I can’t help but wonder whether, if I had rebuilt Sore Eyes, I’d have dared to run a link checker against all the links to external sites to see what didn’t generate a 404 response code.2 I’ve been doing this since early 2000, and I suspect I’d be horrified at the number of sites that I linked to that are no longer up (or, worse yet, which are still up but have been completely repurposed so that the content I was linking to is no longer at the URL I pointed to.)

Do I really want to do that to myself, to confirm to myself how much of that linking – and the work I might have put into restoring and republishing my content – was a waste of time?

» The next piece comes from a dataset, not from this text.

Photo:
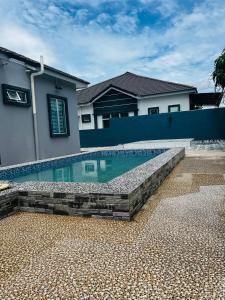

Anyway, that’s my feeble excuse for having let Sore Eyes fall apart like this. I could start work on resolving the problem tonight, but I plan to spend much of the rest of my evening finishing a rewatch of the last four episodes of the final season of Travelers.3 A better use of my time, I think…


  1. It’s also partly that my working week has continued to be taken up with working from home, so lockdowns 1-3 didn’t really free up any time to spend on personal projects. I know, I’m lucky to have been in a job rather than furloughed, but still… If anything, I found myself spending spare time during lockdown thinking about how to live life under lockdown, or just resorting to watching TV programmes of varying qualities to fill up free time and distract myself from my situation. 
  2. Of course, the absence of a 404 response tells me nothing about whether the content that’s present at that URL now is still the content I was pointing to at the time. I wonder whether there’s some straightforward way to have the link-checker look for the presence of whatever blockquouted content I included in my blogpost. That sounds like one of those things that should be possible, but is almost certainly beyond my coding skills to put together. (Or, alternatively, there’s an API for doing that but it’d require me to learn to use an unfamiliar language to make it work and my brain’s no longer up to it.) 
  3. A pretty decent – though by no stretch of the imagination hard-SF – tale of time travel from some of the folks who brought us the Stargate franchise. Yes, I already know it doesn’t end particularly well for our Travelers, but I’m glad they at least got to wrap up the tale rather than just have it stop in mid-story.